Radikale Kräfte sind die Favoriten. Protestanten und Katholiken sollen eine Koalition bilden.

BELFAST. Mit der Auflösung des nordirischen Parlaments hat die britische Regierung den Weg für Neuwahlen am 7. März frei gemacht. Der britische Premierminister Tony Blair und sein irischer Amtskollege Bertie Ahern bestätigten diesen Termin gestern Abend bei ihrem Treffen in London. "Mit den Wahlen soll es vorangehen", sagte Blair. Ahern sagte, die Wahlen seien wahrscheinlich die wichtigste Entscheidung der Menschen in Nordirland. Bis zum 26. März soll in Belfast dann eine neue Regierungskoalition aus jeweils zwei Parteien der Protestanten und der Katholiken im Amt sein.

Diesen Termin hat Blair als unumstößlich deklariert. Sollte keine Einigung zustande kommen, würde Nordirland endgültig wieder von London aus verwaltet, hieß es. Die letzte Koalition zerbrach im Oktober 2002 am Streit über die Entwaffnung der Irisch-Republikanischen Armee (IRA).

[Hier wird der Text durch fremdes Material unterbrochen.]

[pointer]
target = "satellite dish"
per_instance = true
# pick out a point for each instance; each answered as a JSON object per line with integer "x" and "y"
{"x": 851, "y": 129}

Danach kam es Ende 2003 zu Neuwahlen, bei denen die jeweils radikalsten Parteien der Protestanten und der Katholiken stärkste Fraktionen wurden - die probritische Democratic Unionist Party (DUP) des Pfarrers Ian Paisley und die irisch-nationalistische Sinn Fein unter Gerry Adams. Da sich Paisley beharrlich gegen eine Zusammenarbeit mit der Sinn Fein wehrte, kam keine neue Regierung zustande. Dazu hätten auch zwei gemäßigtere Parteien der Protestanten und der Katholiken gehören sollen, die Ulster Unionist Party und die Social Democratic und Labour Party.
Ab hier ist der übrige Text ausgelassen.